Aim Infantile spasms usually begin in the first year of life and have been attributed to various underlying aetiologies. Aetiology remains unknown in a substantial proportion despite full investigation while variation in outcome remains difficult to explain and the role of environmental factors has received little attention. Cognitive problems often precede the spasms in symptomatic cases but may be progressive. The possibility that nutritional factors play a role in this epilepsy, with its typically encephalopathic onset, has received little attention, although vitamin B12 deficiency without macrocytic anaemia has been reported and iron deficiency is common in febrile convulsions. Low haematocrit may be a risk factor for poor outcome in infants predisposed to developmental disorders. We therefore undertook an audit of our cases.

Method We reviewed the available haematology for cases of infantile spasms with hypsarrthmia on electroencephalography over a 5 year period (2005-2010). Haemoglobin, Haematocrit and Mean Cell Volume (MCV) were compared to age specific values by calculating the standard deviation (Z) score.

Results Red cell indices were available from 7 of 15 children with infantile spasms. Five had red cell indices consistent with iron deficiency anaemia at presentation with z scores for Haemoglobin, Haematocrit and MCV less than 2 standard deviations below the age specific mean. Serum ferritin was available in 3 with values of 18, 24 and 34 μg/L, with the lower limit of normal for our laboratory being 18 μg/L.

Discussion Iron deficiency, anaemia or hypoxia may alter the expression of epilepsy genes.

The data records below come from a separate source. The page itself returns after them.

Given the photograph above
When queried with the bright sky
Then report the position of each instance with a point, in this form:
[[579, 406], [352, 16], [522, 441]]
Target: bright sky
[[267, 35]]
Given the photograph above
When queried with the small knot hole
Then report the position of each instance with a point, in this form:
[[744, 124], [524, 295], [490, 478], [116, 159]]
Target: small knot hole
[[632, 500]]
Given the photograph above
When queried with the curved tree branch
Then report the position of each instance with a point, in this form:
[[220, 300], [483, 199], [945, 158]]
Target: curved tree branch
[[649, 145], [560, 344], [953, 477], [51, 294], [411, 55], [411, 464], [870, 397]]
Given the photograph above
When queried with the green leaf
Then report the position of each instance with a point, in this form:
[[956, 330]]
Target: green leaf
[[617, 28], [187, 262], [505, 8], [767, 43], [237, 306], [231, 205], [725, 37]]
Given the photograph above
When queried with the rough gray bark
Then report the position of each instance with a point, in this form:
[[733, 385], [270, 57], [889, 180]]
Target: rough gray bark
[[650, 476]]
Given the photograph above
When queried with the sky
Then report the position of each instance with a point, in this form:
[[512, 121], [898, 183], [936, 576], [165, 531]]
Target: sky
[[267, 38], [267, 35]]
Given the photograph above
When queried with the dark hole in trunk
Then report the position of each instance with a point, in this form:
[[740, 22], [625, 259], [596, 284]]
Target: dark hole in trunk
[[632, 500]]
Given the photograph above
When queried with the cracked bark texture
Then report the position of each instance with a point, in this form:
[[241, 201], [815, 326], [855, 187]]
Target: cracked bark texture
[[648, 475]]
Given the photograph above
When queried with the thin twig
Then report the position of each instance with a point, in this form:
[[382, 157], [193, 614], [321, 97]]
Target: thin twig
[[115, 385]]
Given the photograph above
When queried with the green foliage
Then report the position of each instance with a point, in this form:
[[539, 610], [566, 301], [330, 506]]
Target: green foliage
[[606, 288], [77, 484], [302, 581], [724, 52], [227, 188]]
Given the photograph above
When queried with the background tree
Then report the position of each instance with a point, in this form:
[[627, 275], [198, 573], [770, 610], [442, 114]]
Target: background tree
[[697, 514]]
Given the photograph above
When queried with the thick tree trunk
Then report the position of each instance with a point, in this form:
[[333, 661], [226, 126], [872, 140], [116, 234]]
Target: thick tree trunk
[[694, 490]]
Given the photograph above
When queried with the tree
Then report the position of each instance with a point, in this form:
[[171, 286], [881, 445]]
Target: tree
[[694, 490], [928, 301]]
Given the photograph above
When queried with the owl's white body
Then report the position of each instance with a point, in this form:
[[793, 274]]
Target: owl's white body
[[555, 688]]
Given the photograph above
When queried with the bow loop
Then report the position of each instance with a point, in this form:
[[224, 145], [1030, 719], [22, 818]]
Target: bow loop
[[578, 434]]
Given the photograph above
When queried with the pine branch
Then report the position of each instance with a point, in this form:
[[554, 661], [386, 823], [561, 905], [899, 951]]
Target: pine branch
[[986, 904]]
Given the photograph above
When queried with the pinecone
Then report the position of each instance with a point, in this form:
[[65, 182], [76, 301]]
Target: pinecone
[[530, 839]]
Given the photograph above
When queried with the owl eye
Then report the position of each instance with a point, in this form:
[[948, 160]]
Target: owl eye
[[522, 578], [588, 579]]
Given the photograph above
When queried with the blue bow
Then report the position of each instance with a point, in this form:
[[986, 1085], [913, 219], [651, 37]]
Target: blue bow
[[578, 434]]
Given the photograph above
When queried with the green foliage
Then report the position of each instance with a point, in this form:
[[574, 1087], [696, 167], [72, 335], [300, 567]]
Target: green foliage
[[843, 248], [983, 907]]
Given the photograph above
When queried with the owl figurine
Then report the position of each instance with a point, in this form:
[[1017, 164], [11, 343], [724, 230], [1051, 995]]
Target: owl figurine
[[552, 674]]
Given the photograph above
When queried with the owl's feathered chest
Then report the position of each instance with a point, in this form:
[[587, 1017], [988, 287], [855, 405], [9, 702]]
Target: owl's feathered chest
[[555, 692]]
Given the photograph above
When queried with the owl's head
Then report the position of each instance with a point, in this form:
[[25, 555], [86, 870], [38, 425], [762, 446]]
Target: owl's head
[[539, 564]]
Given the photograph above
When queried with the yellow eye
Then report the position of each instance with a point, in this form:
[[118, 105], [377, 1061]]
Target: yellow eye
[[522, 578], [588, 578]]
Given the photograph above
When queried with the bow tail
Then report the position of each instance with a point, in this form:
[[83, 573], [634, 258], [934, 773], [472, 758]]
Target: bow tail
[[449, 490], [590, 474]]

Iron deficiency may facilitate the development of secondary bilateral synchrony in a child with a focal epileptogenic lesion, perhaps in the context of associated hypoxaemia or other systemic effects. Another possible aetiological link is cerebral venous sinus thrombosis, for which West's syndrome is an outcome and which is associated with iron deficiency anaemia. In addition to the well-recognised global cognitive problems common to both, the lack of social interaction reported in children with infantile spasms is also a feature of iron deficiency. Prospective studies should include full assessment of iron status, e.g. transferrin saturation, as measurement of ferritin may be falsely high if there is inflammation.